Private Equity vs. Venture Capital vs. Corporate VC: How They Differ
Private equity, venture capital, and corporate venture capital operate in distinct ways. Private equity firms focus on buyouts, acquiring and improving existing companies. “Over here, you have startups,” Kaplan said, “and over here, you have buyouts. Buyouts are really about taking an existing business and making it better.”
Venture capital, by contrast, is about building something new — investing in companies that don’t yet exist but should. This requires a very different mindset, one that sees where the world is going and bets on bold new ideas.
Corporate venture capital sits in the middle. CVCs often invest in startups that align with their industry expertise or future strategy.

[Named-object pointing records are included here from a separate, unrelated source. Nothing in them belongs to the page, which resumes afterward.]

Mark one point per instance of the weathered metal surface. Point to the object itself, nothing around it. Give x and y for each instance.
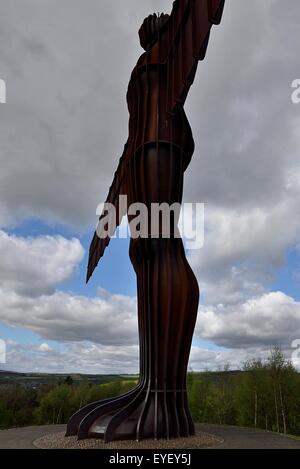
(159, 148)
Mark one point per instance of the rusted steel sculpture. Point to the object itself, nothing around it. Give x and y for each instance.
(158, 151)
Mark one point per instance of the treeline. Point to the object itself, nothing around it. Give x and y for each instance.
(265, 395)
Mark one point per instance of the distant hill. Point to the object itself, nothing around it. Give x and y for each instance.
(36, 379)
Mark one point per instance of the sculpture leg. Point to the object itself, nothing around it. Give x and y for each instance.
(168, 297)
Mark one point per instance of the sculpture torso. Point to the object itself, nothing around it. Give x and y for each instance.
(150, 122)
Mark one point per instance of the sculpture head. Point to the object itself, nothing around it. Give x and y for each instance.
(150, 28)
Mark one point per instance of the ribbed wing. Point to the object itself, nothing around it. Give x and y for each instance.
(188, 30)
(99, 244)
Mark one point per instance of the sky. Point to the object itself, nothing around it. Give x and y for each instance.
(66, 65)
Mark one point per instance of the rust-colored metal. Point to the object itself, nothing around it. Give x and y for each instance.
(158, 151)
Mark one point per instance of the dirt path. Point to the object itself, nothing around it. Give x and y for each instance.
(234, 437)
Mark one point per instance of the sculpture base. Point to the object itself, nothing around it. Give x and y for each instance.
(59, 441)
(139, 414)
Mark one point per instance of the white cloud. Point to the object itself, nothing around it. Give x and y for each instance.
(44, 347)
(108, 319)
(34, 266)
(265, 321)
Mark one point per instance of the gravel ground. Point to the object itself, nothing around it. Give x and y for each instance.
(59, 441)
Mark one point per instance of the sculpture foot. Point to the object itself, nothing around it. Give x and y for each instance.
(113, 403)
(143, 414)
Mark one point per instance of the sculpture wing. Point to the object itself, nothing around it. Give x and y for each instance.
(184, 43)
(99, 244)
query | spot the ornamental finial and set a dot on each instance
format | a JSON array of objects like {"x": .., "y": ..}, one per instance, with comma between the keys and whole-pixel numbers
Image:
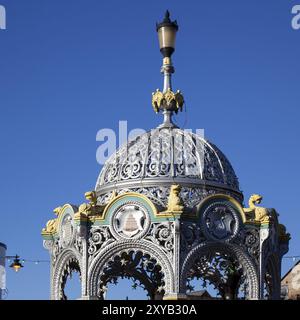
[{"x": 167, "y": 100}]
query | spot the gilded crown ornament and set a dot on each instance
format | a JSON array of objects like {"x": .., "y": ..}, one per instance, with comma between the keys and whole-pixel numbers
[{"x": 167, "y": 100}]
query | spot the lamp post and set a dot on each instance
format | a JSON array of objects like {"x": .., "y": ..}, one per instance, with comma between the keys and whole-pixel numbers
[
  {"x": 16, "y": 264},
  {"x": 167, "y": 101}
]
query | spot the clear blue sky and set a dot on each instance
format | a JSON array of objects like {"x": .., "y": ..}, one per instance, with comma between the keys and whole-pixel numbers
[{"x": 70, "y": 68}]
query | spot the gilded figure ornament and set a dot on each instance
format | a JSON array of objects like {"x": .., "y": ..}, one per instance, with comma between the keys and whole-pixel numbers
[
  {"x": 256, "y": 213},
  {"x": 175, "y": 204},
  {"x": 282, "y": 234},
  {"x": 51, "y": 226},
  {"x": 168, "y": 100},
  {"x": 91, "y": 208}
]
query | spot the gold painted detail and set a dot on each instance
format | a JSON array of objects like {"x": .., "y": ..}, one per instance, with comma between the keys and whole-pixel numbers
[
  {"x": 257, "y": 214},
  {"x": 282, "y": 234},
  {"x": 175, "y": 204},
  {"x": 168, "y": 100},
  {"x": 87, "y": 210},
  {"x": 51, "y": 226}
]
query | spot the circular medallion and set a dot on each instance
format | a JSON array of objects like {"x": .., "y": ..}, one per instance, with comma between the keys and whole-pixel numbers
[
  {"x": 220, "y": 221},
  {"x": 130, "y": 220}
]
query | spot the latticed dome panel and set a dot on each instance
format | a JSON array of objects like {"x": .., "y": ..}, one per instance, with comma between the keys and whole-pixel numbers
[{"x": 168, "y": 153}]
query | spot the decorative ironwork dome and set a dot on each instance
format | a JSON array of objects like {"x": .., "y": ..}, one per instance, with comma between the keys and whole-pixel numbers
[
  {"x": 168, "y": 214},
  {"x": 164, "y": 156}
]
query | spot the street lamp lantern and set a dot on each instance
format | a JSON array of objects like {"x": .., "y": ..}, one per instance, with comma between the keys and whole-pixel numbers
[
  {"x": 16, "y": 265},
  {"x": 167, "y": 35}
]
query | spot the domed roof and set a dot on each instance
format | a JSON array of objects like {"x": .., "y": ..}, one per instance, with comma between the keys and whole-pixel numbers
[{"x": 167, "y": 155}]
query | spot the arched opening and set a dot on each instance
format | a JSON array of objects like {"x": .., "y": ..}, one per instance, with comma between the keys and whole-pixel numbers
[
  {"x": 125, "y": 289},
  {"x": 143, "y": 272},
  {"x": 271, "y": 283},
  {"x": 71, "y": 268},
  {"x": 66, "y": 278},
  {"x": 218, "y": 271},
  {"x": 72, "y": 289}
]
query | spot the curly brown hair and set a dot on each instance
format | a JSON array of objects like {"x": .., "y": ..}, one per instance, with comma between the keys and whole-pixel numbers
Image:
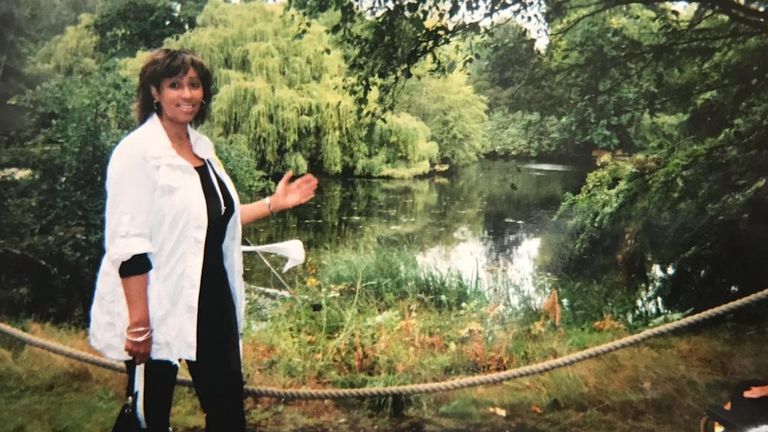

Kaplan noted that corporate investors can provide distinct advantages. “Where the corporate VCs potentially have an advantage is on acceptance — sometimes they are the startup’s first customer. They can provide strategic insights into the competitive landscape and help the startup navigate industry challenges.”
However, corporate VCs also face challenges. “The risk is that if a startup gets too tied into one corporate VC, it could limit exit opportunities,” Kaplan explained. Entrepreneurs often worry about CVCs pulling out when market conditions change. “But actually, if you look at the data, VCs and CVCs behave very similarly in downturns — both slow down, then come back. There’s no real evidence that CVCs abandon startups more than financial VCs do.”
What Makes a Great Founder or CEO?
Kaplan has spent years researching what makes an effective startup CEO. He identified four major factors:
- Talent — Strong problem-solving, decision-making, and leadership skills.
- Creativity & Strategy — The ability to see the future and position a company for long-term success.
- Charisma & Persuasiveness — Particularly important for early-stage founders who must sell their vision to investors, partners, and employees.
- Execution & Grit — The ability to turn vision into reality.
“The number one predictor of CEO success is execution,” Kaplan emphasized. “If you were telling me what I was looking for in a CEO, I’d say someone who’s creative, strategic, and executes. That’s Steve Jobs. That’s Jeff Bezos. That’s Elon Musk. They are not always nice guys, but they get the job done.”
Corporate Governance: Why Startups Need It Early
Strong corporate governance can prevent companies from imploding. Kaplan pointed out how FTX and WeWork failed due to governance breakdowns. “FTX had zero oversight. And WeWork? Investors got enamored with the founder and didn’t push back.”
He encourages founders to welcome board members who challenge them, not just act as cheerleaders. “A good board member supports you, but also holds you accountable. You need people who push back when needed.”
For founders navigating early-stage fundraising, Kaplan advises understanding venture capital deal structures. “The typical venture deal is a convertible preferred investment — VCs get paid first in a liquidation, but if the company succeeds, founders still win big.”
His parting advice? “Be strategic about who you take money from. Good investors don’t just provide capital; they open doors, help build the business, and offer long-term support.”
Final Takeaways
Steven Neil Kaplan’s insights offer a blueprint for startup success. His research emphasizes that great businesses matter more than great founders alone, execution is the key trait of successful leaders, and corporate VCs can be valuable allies — when structured correctly.
With over $10 billion in exits from the New Venture Challenge at Chicago Booth, Kaplan has seen first-hand how the right combination of business model, leadership, and governance can transform an idea into a billion-dollar success. His OUTSIDE/IMPACTS framework provides a practical way for founders, investors, and corporate VCs to assess and refine their approach.
“At the end of the day, startups must win customers, execute fast, and outcompete rivals,” Kaplan concluded. “If they do that, they have a real shot at success.”